With only a one and zero, all information can be described in binary; it has become the universal language that connects both physical and technological spaces. Binary is so fundamental to our everyday lives, yet when seen out of context it appears abstract. While computers use binary as an efficient method for processing data, I am interested in the process of manually executing information, bit by bit, to explore the differences between human and technological expression. Each cross-stitched piece is the artifact of a performance of inefficiency, an attempt to hold onto the rapidly disappearing human hand in modern life. As each piece is stitched, a bizarre combination of new and old technologies is mixed together to form an image of information, the literal translation of the title into binary.

Encyclopedia of Radio Waves

bluetooth drawing from the encyclopedia of radio waves

Encyclopedia of Radio Waves [via information aesthetics] is a book of fanciful drawings by Ingeborg Marie Dehs Thomas of radio technologies (Bluetooth, DMB, GSM, RFID, Wifi, and Zigbee, to be exact) represented biologically.

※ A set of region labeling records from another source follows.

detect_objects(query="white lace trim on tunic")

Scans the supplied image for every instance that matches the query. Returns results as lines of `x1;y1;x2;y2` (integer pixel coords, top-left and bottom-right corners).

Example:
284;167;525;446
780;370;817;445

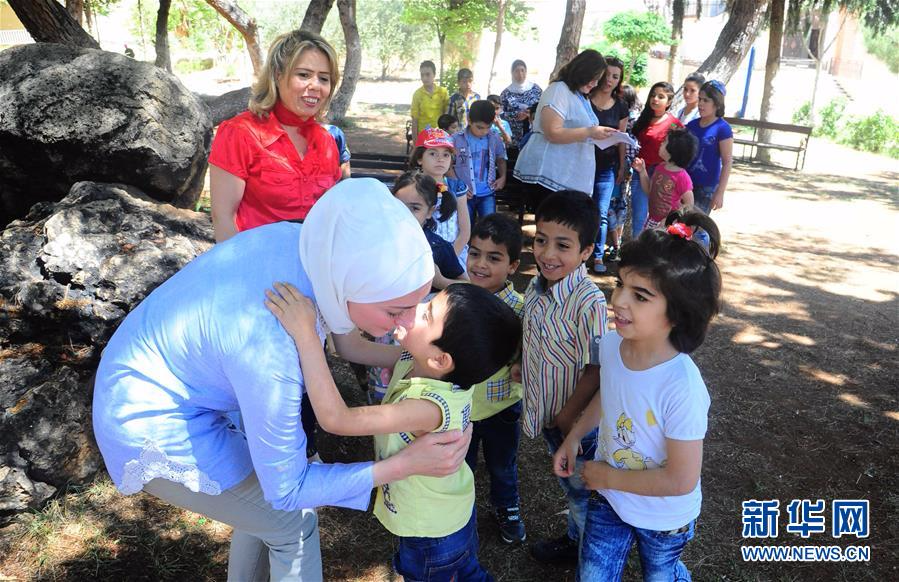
119;441;222;495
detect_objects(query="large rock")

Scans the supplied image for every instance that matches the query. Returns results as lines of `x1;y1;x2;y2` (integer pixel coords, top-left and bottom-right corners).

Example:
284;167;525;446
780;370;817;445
0;182;213;524
0;43;212;228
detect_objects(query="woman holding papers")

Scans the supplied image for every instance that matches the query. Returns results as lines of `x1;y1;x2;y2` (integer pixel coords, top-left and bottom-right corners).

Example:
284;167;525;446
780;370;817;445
514;49;618;198
590;57;628;273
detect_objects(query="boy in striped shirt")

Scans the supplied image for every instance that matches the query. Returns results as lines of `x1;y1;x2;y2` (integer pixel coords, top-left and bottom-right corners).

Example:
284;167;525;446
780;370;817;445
521;190;606;562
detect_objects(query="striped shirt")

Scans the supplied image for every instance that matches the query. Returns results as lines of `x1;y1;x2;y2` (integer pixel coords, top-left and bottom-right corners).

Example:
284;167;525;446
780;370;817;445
521;264;606;438
471;281;524;420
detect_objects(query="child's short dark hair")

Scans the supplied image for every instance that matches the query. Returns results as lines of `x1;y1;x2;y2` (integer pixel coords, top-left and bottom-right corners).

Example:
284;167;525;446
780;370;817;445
553;49;606;92
684;71;705;88
390;171;456;226
620;85;643;112
618;207;721;354
433;283;521;389
534;190;599;251
468;99;496;124
437;113;459;131
471;212;523;263
665;127;699;169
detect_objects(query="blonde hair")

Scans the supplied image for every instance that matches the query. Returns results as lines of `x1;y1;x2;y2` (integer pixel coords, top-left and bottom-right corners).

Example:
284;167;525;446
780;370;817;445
247;30;340;121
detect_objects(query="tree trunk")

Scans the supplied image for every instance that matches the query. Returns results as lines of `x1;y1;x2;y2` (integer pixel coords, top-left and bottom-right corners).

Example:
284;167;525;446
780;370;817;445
328;0;362;123
66;0;84;26
756;0;787;162
668;0;684;83
206;0;263;75
699;0;768;84
154;0;172;73
9;0;100;49
300;0;334;34
550;0;587;79
197;87;251;127
487;0;507;95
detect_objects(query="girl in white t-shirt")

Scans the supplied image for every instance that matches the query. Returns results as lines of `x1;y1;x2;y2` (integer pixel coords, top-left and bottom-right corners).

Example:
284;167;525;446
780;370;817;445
553;210;721;581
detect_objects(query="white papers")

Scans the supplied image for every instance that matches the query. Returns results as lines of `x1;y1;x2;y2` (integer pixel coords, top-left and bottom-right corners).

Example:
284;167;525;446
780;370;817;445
587;131;637;150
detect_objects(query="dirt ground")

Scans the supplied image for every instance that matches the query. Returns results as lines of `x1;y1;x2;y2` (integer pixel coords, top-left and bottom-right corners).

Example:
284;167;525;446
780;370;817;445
0;93;899;582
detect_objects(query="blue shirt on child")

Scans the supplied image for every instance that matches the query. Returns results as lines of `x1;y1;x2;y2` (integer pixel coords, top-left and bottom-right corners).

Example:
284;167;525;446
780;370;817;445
687;117;734;186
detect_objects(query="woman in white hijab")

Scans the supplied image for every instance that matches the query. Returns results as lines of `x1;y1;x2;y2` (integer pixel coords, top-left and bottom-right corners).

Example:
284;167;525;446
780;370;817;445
93;179;470;581
499;59;543;148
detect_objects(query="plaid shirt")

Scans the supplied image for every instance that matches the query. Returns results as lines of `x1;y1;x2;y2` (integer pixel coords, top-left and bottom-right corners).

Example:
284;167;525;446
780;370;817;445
521;265;606;438
472;281;524;420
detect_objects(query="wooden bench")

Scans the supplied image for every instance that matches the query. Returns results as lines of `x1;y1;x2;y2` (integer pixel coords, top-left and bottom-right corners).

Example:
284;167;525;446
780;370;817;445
350;152;408;187
724;117;812;170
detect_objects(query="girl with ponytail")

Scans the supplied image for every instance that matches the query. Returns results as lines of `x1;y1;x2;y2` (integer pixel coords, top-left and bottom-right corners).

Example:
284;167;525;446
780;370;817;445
553;208;721;580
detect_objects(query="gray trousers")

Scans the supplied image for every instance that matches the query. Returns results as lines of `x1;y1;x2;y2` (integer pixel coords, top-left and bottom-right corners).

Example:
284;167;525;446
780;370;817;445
144;473;322;582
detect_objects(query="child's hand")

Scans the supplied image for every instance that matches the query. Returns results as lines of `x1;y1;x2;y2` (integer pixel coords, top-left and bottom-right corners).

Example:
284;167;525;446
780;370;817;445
509;362;521;384
553;408;577;436
553;439;581;478
581;461;615;490
709;190;724;210
265;283;319;342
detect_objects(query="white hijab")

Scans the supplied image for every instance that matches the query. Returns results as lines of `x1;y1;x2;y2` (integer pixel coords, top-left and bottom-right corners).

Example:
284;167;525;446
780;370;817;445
300;178;434;333
506;78;534;93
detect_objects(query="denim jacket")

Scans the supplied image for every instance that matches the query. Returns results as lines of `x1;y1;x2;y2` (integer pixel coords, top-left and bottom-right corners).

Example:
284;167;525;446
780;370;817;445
453;129;506;196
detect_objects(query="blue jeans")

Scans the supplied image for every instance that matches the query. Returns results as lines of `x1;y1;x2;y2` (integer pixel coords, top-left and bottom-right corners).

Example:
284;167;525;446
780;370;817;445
631;168;655;238
393;509;493;582
693;184;718;248
543;427;596;541
465;401;521;509
593;168;615;257
468;192;496;227
577;493;696;582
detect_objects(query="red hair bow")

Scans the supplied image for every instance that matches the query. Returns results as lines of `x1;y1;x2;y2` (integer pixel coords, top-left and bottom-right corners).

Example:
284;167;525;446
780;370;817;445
668;222;693;240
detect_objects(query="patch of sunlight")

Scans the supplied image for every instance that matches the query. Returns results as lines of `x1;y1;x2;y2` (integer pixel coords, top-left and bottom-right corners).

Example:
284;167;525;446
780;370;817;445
780;333;816;346
799;365;848;386
352;564;393;582
731;325;768;344
837;392;871;408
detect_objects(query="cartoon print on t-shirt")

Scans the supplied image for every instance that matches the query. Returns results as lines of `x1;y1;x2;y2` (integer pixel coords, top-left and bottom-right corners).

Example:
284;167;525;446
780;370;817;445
612;412;659;471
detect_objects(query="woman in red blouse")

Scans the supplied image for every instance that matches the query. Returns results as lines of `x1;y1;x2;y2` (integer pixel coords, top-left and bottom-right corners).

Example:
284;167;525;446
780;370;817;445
631;81;684;238
209;30;340;242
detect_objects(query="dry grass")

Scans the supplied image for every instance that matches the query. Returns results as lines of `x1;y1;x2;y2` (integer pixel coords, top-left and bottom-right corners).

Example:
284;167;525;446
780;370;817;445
0;116;899;582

Pictured above is the drawing of Bluetooth from her book.

Ingeorg created the project for Timo Arnall's research project, called Touch, which "investigates Near Field Communication (NFC), a technology that enables connections between mobile phones and physical things."

Timo refers to the book as resembling "an age-old dusty guide to flora and fauna," but I think these drawings look more like microorganisms. At any rate, I love the latin names she gave her radio "species":

Bluetooth: Nevrotis Dentus Aquarae
DMB: Spherum Elektrum Multanum
GSM: Spherum Magnea Globalum
RFID: Raptus Arphadus
Wifi: Videus Fidelus
Zigbee: Nevrotis

data.tron

datatron prototype

I admit, after reading the installation description, I have no earthly idea what data.tron [via rhizome] actually is, but all those numbers look awesome in a sort of monolith-from-2001: A Space Odyssey way, no?

Here's the explanation, such as it is:

How many points are there in a line?
What is the number of numbers?
How can we verify that the random is random?

data.tron and data.film are parts of the datamatics project, which is a series of experiments that explore such questions, physically and mathematically. Visitors will experience the vast universe of data in the infinite between 0 and 1.

data.tron is an audiovisual installation, where each single pixel of visual image is strictly calculated by mathematical principle, composed from a combination of pure mathematics and the vast sea of data present in the world. These images are projected onto a large screen, heightening and intensifying the viewer’s perception and total immersion within the work.